Particularly well represented are proverbs from the Bantu area especially the Southern Bantu ; the Congo and West Africa have also provided many extensive collections. This hinting at a general or abstract idea through one concrete case, either direct or itself metaphorical, is a common proverbial form throughout the continent.
Though proverbs can occur in very many different kinds of contexts, they seem to be particularly important in situations where there is both conflict and, at the same time, some obligation that this conflict should not take on too open and personal a form.
Some of these might be classed as juridical axioms and maxims, but many in fact succeed just because the attempt at reconciliation is oblique and through an analogy rather than a straightforward injunction. For more information on choosing credible sources for your paper, check out this blog post.

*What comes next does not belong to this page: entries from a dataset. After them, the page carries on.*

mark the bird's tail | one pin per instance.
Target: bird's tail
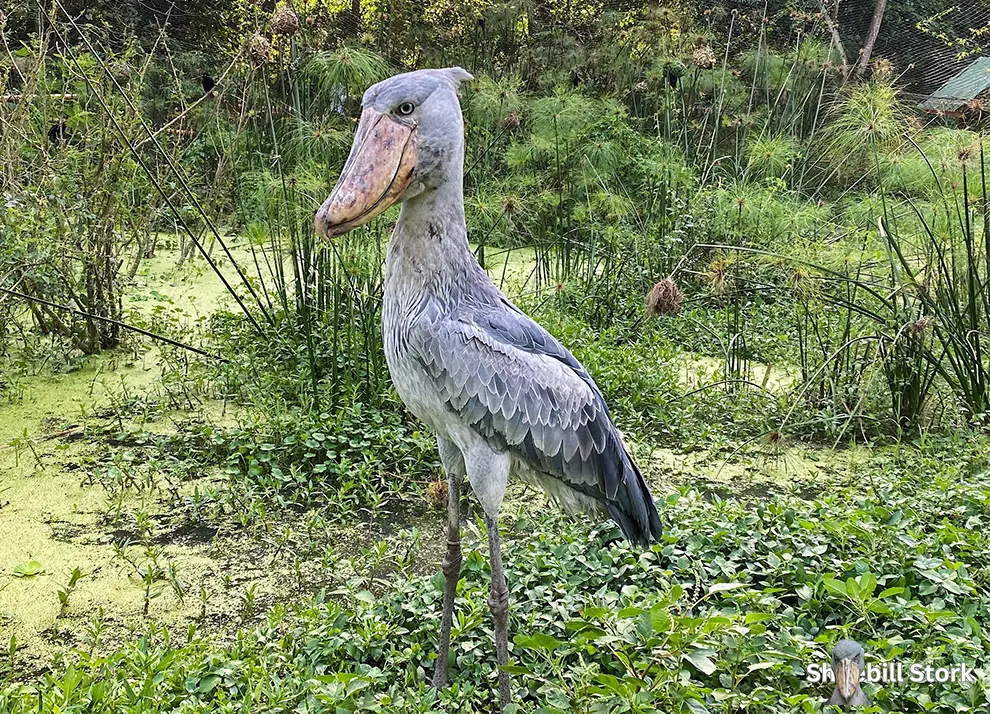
(633, 507)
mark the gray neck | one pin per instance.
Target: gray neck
(429, 251)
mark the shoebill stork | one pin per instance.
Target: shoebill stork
(504, 397)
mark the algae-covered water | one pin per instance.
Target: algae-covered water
(56, 517)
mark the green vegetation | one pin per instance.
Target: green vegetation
(776, 269)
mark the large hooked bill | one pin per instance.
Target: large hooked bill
(378, 170)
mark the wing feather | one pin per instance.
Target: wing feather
(521, 390)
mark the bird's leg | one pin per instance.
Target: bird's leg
(498, 603)
(451, 573)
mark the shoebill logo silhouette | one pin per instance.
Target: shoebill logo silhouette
(847, 666)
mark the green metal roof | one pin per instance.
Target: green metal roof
(965, 86)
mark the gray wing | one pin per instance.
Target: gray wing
(521, 390)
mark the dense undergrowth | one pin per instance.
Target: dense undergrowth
(727, 612)
(827, 246)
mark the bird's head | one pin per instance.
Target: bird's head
(410, 138)
(848, 661)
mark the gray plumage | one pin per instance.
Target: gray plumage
(503, 396)
(481, 373)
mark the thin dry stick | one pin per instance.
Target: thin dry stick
(188, 109)
(110, 320)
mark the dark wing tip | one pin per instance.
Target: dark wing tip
(633, 508)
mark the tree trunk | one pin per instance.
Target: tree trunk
(871, 37)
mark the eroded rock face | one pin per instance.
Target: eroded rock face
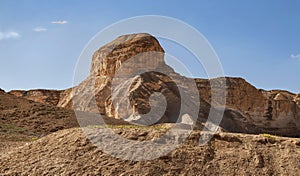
(50, 97)
(248, 109)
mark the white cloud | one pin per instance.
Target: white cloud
(9, 35)
(59, 22)
(297, 56)
(40, 29)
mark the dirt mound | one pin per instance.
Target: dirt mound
(69, 152)
(26, 120)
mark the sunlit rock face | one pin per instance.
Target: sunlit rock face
(117, 87)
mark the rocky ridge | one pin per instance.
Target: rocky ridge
(248, 109)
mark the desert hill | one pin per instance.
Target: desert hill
(248, 109)
(40, 136)
(69, 152)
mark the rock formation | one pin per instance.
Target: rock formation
(50, 97)
(248, 109)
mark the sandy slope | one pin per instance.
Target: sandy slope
(69, 152)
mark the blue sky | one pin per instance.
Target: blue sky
(40, 41)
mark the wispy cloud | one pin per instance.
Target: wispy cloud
(293, 56)
(40, 29)
(59, 22)
(9, 35)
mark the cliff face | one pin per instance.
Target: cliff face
(248, 109)
(50, 97)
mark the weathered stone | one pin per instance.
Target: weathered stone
(248, 109)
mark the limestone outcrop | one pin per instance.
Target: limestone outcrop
(117, 89)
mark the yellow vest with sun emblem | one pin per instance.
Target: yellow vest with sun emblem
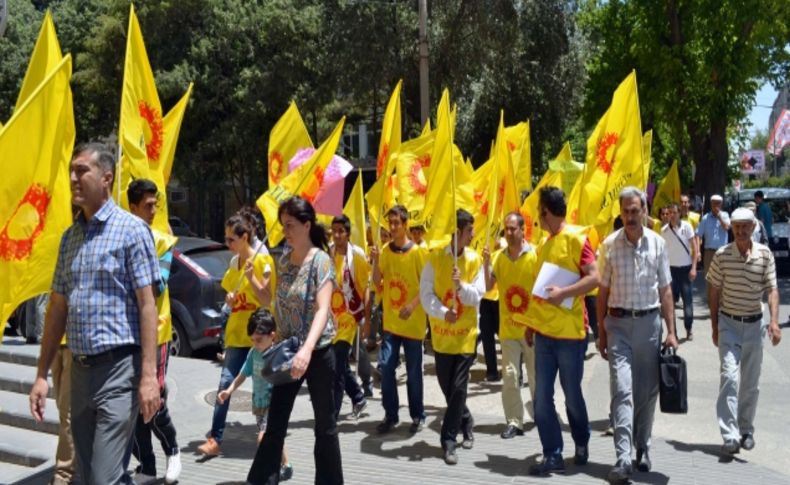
(515, 279)
(564, 250)
(459, 337)
(401, 274)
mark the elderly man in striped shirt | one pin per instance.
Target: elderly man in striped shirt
(740, 273)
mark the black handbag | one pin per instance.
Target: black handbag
(672, 382)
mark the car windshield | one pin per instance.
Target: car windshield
(214, 262)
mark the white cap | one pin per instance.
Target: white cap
(742, 214)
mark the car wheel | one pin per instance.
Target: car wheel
(179, 345)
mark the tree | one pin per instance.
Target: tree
(698, 65)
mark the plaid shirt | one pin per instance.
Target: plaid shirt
(101, 262)
(634, 273)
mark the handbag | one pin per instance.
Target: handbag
(672, 382)
(279, 358)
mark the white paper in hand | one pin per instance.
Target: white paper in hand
(552, 275)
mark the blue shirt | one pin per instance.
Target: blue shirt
(261, 388)
(101, 262)
(710, 229)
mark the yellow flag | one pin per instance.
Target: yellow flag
(390, 132)
(614, 157)
(46, 56)
(355, 210)
(288, 136)
(35, 198)
(668, 190)
(305, 182)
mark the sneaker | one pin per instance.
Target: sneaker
(173, 468)
(547, 466)
(286, 472)
(416, 425)
(209, 448)
(356, 409)
(747, 441)
(582, 455)
(386, 426)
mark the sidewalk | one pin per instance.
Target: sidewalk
(685, 448)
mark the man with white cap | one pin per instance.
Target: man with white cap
(739, 274)
(713, 230)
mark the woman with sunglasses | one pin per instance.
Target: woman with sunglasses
(246, 282)
(303, 295)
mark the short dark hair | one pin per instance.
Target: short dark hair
(463, 219)
(553, 200)
(400, 211)
(140, 188)
(344, 220)
(104, 155)
(261, 321)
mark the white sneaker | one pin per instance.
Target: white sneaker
(173, 468)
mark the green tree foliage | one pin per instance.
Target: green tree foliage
(699, 64)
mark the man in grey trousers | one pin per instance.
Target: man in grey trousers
(635, 283)
(740, 273)
(103, 300)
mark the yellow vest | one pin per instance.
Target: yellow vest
(345, 322)
(401, 274)
(515, 278)
(246, 301)
(459, 337)
(564, 250)
(163, 243)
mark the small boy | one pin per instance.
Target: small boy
(260, 328)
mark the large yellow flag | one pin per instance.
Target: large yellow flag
(35, 198)
(390, 132)
(46, 56)
(614, 157)
(355, 210)
(305, 182)
(668, 190)
(288, 136)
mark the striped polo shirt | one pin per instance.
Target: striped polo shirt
(742, 279)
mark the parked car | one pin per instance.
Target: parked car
(778, 200)
(196, 296)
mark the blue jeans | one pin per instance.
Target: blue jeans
(231, 366)
(389, 360)
(567, 357)
(681, 287)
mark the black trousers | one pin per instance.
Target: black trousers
(489, 326)
(452, 372)
(320, 377)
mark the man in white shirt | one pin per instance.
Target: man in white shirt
(683, 249)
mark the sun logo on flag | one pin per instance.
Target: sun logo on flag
(25, 224)
(398, 293)
(604, 156)
(458, 307)
(154, 132)
(275, 165)
(516, 299)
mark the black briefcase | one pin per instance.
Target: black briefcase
(672, 382)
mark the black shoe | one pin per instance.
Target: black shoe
(547, 466)
(620, 473)
(511, 432)
(450, 456)
(747, 441)
(386, 426)
(582, 455)
(643, 463)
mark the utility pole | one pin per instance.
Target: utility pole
(424, 101)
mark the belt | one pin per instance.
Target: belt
(744, 318)
(629, 313)
(105, 357)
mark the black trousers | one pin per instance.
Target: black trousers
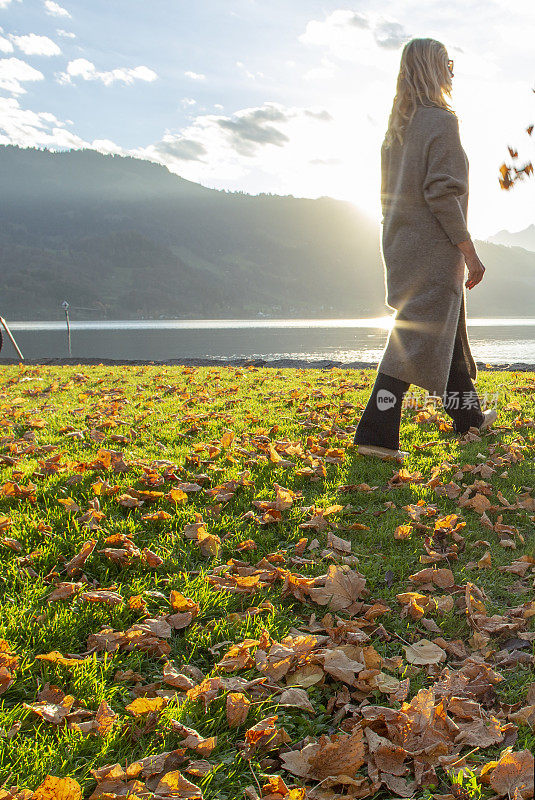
(380, 421)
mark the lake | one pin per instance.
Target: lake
(493, 341)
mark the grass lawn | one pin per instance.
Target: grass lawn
(196, 561)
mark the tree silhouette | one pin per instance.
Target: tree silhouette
(511, 174)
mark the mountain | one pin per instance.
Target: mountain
(525, 238)
(128, 238)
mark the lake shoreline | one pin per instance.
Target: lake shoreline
(281, 363)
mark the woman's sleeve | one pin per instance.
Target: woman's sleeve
(446, 178)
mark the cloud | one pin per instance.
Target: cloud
(355, 37)
(252, 75)
(86, 70)
(5, 45)
(26, 128)
(13, 72)
(323, 114)
(328, 69)
(34, 45)
(55, 10)
(30, 128)
(181, 148)
(390, 34)
(272, 142)
(252, 127)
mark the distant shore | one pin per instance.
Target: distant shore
(284, 363)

What hooks you? As well, proverbs frequently appear in songs and poems.
However, it is particularly true of proverbs whose use and application depends so crucially on their context that no full understanding can be reached without some knowledge of the occasions and purposes of their actual use.
But proverbs are in practice cited in a whole variety of situations, and only in some of them does there seem to be any intentionally educational purpose.
In this form proverbs about animals and birds are very common indeed perhaps particularly in the Bantu areas ; here, as in the tales about animals and in certain praise names, a comment is often being made about human life and action through reference to non-human activity.
In addition, in a non-literate society instruction through proverbs provides a means for relatively formal education and transmission of cultural traditions. A number of these have been recorded among the Nyanja, for whom the court is the place for the use of proverbial wit and wisdom and who often refer to such cases in metaphors drawn from hunting.